Membangun Sinergitas dan Semangat Kolektifitas
Setelah pemilukada berlalu, suka tidak suka, senang tidak senang, sebuah keniscayaan bahwa hanya satu pasangan calon yang akan memimpin jalannya roda pemerintahan. Mereka yang ditetapkan sebagai pemenang tentu saja memiliki kelebihan masing-masing di atas kekurangan-kekurangan. Kita tidak perlu menghabiskan begitu banyak energi hanya untuk mempersoalkan layak tidaknya seorang kandidat yang terpilih untuk menahkodai suatu jabatan pemerintahan. Pun tidak perlu berkecil hati hanya karena aktor atau kandidat pasangan calon dukungan kita kalah dalam pilkada. Tetapi, hal yang kita butuhkan ialah melanjutkan visi misi, mengawal janji-janji politik dan tentu saja cita-cita kesejahteraan dan keadilan sosial yang menjadi harapan-harapan besar oleh mereka yang hari ini terpilih secara votum (memiliki suara terbanyak dalam pemilihan).
Untuk mencapai cita-cita tersebut, kita menginginkan agar pasca pemilukada, kita mampu bergerak dan bersinergi bersama membangun simpul-simpul wilayah di Indonesia. Karena, simpul keindonesiaan pada dasarnya ada di daerah-daerah, baik kabupaten maupun propinsi mulai dari Sabang hingga Merauke, yang saat ini sebagian daerah-daerah tersebut tengah melangsungkan pesta demokrasi. Mari sadari bahwa hasil akhir dari pertarungan ini ditunggui oleh jutaan rakyat di luar sana dengan sebuah harapan bahwa, setelah pertarungan ini usai, para pemimpin kita mampu menjalankan amanah itu sebaik-baiknya, dan tentunya menyusun strategi kebijakan terbaik untuk kesejahteraan rakyat.
Ingatlah bahwa indonesia bersatu karena kesediaan kita untuk saling merangkul dalam bingkai Binneka Tunggal Ika. Kesatuan ini yang sepatutnya hendak terus kita rawat dan terapkan dalam berdemokrasi dengan peneguhan semangat kebersamaan dan tentunya semangat perubahan untuk Indonesia yang lebih baik.

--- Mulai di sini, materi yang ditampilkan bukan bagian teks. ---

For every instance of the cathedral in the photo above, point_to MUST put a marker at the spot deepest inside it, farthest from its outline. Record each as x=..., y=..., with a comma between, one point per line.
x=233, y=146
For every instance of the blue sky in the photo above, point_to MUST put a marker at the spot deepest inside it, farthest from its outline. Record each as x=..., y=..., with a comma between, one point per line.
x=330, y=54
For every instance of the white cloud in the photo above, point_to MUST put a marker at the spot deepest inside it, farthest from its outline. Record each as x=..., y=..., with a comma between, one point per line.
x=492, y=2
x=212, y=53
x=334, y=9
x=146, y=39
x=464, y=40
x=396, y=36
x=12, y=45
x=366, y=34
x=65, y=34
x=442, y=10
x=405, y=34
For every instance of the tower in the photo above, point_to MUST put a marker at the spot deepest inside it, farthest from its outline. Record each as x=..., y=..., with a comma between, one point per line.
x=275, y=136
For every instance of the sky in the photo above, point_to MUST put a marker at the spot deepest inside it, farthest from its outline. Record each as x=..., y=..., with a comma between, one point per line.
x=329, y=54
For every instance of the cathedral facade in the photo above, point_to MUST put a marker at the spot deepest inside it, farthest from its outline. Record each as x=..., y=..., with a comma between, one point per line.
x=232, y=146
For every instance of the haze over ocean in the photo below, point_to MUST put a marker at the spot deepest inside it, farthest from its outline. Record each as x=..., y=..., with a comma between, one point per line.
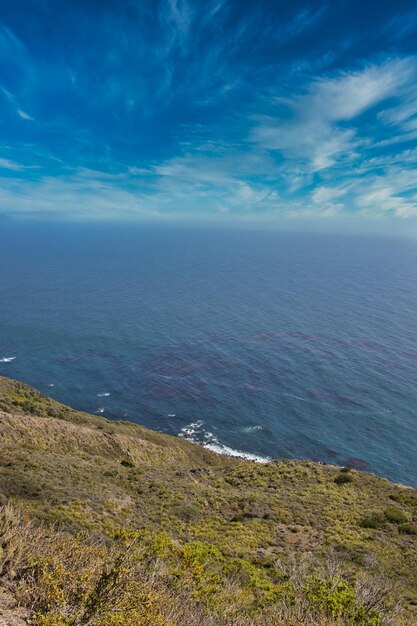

Kita tentu tidak menginginkan jika Indonesia yang selama ini dikenal oleh publik dunia internasional sebagai salah satu negara yang mulai beranjak menuju pada fase kematangan berdemokrasi, yang dalam catatan sejarah perpolitikan nasional, negara kita merupakan pelaksana pemilu yang paling kompleks dan paling besar di dunia (Mar`iyah, 2013), luntur seketika hanya karena arogansi, egoisme dan kepongahan kita.
Terakhir, harapan besar kita bersama semoga mereka yang terpilih menjadi pemimpin, yang secara otomatis akan sampai pada tampuk kekuasaan pemerintahan kepala daerah di belahan-belahan bumi Indonesia, ialah mereka yang memahami kekuasaan sebagai pengabdian, pengorbanan, dan perjuangan untuk mencapai cita-cita Indonesia seperti yang didengung-dengungkan oleh pendiri dan penerus bangsa ini yakni, peneguhan pembangunan masyarakat yang berkeadilan, makmur, beradab dan tentunya bermartabat. Membunuh egoisme politik, membangun sinergitas dan kolektifitas adalah jalan terbaik menuju kemajuan.